Gracias a nuestra ansia de pensamiento siempre hemos tratado de descifrar, inter alia, la esencia del mal, o sea, sus causas y fines. David Lynch no se escapa de ese intento fracasista, puesto que, a mi parecer, creó una serie televisiva [1] con el propósito de perfeccionar la mitología ya expresada en otra de sus obras cumbre “Terciopelo azul”. Ahí, el protagonista, [2] claro alter ego del director, se interroga de la siguiente guisa: “¿Por qué el mundo es tan extraño? ¿por qué hay tanta maldad?”

Ello representa el comienzo no de una pesquisa policial que descubrirá cómo un grupete de facinerosos violenta a una frágil cantante de cabaret, tampoco el modo en que un joven curioso y con inclinaciones algo perversas sonsaca las patologías psíquicas de sus vecinos ni, por último, la superficial búsqueda de la verdad, sino de su creación: Dale Cooper sólo continúa esa leyenda.

Que, vale añadir, ninguna producción seria [3] ha continuado, quizá porque sus realizadores ignoran el carácter onírico de las grandes creaciones humanas.
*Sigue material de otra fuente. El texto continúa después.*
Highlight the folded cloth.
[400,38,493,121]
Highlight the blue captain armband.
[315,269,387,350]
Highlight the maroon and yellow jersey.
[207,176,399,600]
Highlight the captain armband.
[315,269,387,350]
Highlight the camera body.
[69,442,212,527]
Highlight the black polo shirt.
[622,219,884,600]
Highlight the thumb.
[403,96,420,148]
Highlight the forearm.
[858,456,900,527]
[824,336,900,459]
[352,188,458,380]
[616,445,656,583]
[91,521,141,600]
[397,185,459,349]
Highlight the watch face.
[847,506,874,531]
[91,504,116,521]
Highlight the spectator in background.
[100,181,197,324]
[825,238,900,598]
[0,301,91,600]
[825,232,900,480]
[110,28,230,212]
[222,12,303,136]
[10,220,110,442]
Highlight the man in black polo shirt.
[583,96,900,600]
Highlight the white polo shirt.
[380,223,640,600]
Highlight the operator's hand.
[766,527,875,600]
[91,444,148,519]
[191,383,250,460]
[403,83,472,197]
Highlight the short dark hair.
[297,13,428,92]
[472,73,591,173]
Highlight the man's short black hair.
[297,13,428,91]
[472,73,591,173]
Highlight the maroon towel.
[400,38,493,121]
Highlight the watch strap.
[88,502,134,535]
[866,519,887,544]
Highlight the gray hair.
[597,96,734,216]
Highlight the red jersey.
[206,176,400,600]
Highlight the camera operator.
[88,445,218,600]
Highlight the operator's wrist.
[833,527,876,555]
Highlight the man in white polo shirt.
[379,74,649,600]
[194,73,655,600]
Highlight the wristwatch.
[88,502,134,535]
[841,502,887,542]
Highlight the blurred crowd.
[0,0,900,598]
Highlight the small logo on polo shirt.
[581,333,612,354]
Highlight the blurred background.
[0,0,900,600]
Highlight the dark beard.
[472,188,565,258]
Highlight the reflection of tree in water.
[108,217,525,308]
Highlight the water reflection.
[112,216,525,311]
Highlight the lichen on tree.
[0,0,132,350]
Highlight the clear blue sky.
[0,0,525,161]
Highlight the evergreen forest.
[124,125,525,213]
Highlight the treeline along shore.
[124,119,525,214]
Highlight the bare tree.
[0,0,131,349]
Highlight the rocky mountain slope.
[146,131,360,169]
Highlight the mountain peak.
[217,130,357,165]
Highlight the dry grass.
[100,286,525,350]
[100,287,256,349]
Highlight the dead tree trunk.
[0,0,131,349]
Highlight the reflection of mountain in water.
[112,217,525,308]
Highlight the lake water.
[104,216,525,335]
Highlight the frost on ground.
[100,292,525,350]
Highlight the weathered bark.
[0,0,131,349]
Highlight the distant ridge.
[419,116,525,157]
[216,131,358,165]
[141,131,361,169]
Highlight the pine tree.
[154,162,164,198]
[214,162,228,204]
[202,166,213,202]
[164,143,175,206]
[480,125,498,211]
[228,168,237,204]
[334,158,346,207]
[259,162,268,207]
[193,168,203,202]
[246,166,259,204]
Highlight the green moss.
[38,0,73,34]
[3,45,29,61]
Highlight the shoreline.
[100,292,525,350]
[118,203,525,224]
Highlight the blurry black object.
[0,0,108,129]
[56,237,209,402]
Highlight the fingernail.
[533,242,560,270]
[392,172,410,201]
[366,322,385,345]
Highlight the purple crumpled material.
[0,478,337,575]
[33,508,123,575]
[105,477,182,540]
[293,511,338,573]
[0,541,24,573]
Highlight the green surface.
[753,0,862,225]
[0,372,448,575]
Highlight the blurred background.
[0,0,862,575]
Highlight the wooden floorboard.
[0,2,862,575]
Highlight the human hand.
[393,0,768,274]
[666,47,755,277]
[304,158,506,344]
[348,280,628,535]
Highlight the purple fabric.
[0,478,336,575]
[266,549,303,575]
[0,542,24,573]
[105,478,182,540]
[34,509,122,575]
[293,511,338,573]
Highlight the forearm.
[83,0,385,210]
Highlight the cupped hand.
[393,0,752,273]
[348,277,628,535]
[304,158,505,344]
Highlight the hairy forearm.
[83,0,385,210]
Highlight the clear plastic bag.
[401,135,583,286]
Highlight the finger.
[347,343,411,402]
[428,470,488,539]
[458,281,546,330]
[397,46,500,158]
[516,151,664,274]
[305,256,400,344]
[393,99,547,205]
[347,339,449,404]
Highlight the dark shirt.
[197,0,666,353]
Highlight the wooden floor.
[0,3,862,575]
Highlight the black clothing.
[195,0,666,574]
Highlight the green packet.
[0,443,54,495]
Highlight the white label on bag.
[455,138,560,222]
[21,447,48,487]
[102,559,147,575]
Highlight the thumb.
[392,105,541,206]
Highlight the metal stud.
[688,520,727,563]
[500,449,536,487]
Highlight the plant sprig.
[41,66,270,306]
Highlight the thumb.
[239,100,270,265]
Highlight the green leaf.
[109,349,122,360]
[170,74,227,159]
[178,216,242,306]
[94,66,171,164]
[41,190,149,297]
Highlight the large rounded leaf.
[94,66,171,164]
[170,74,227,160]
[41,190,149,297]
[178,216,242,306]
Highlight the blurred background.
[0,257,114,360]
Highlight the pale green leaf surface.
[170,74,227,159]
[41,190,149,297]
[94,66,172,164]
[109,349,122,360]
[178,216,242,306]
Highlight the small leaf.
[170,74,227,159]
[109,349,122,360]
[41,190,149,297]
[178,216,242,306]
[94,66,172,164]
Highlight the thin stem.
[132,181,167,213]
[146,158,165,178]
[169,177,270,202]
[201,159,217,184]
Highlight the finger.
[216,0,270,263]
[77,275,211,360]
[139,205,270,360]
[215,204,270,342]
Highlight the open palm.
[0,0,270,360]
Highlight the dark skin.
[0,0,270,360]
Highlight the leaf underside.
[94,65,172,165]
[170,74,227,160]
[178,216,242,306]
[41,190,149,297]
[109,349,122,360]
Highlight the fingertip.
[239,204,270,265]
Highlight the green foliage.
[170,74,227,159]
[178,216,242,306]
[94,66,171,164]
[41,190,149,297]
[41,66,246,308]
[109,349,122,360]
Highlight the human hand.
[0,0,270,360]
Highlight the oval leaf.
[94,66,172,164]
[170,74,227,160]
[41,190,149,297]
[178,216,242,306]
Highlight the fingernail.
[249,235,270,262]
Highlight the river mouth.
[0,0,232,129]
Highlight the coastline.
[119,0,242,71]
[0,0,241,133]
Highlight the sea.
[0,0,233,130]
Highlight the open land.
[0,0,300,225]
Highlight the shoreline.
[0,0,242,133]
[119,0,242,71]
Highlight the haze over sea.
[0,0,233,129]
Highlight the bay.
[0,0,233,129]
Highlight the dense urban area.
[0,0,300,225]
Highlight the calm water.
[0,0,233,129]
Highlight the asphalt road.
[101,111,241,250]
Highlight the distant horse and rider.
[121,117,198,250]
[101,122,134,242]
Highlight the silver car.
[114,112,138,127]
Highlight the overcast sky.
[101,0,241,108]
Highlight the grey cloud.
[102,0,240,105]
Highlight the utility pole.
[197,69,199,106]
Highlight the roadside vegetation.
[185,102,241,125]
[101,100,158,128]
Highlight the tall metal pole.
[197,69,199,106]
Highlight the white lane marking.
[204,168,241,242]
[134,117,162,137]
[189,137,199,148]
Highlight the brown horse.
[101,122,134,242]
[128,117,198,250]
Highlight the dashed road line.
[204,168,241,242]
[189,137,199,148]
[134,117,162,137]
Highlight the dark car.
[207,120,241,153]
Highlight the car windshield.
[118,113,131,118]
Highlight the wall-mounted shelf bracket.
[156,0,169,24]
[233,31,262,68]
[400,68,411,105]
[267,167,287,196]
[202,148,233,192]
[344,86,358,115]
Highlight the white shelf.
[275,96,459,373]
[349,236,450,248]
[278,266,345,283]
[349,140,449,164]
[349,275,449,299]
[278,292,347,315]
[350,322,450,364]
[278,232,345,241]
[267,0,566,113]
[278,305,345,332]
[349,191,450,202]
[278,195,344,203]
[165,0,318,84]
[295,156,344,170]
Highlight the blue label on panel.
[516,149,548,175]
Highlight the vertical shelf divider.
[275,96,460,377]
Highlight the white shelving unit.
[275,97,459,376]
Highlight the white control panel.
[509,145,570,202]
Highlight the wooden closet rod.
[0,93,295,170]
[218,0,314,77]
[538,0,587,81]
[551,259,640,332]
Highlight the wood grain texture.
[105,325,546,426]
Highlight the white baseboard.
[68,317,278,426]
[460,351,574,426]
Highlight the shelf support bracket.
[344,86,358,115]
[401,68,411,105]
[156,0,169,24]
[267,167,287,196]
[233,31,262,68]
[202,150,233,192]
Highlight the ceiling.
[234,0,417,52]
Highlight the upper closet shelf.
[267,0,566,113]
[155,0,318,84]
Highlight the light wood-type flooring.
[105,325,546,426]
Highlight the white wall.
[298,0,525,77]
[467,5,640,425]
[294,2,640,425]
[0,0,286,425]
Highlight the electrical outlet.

Eso, justamente, distingue a Lynch y lo une con mayor fuerza a artistas supuestamente disímiles tales como Bergman, Sibelius, Renoir o Casares.


[1] Por supuesto, hablo de “Twin Peaks”.

[2] Los lectores cinéfilos sabrán que aludo a Kyle MacLachlan.

[3] Pienso en “Los sopranos”, “Breaking Bad”, “The Wire”, “Mad Men”, etcétera.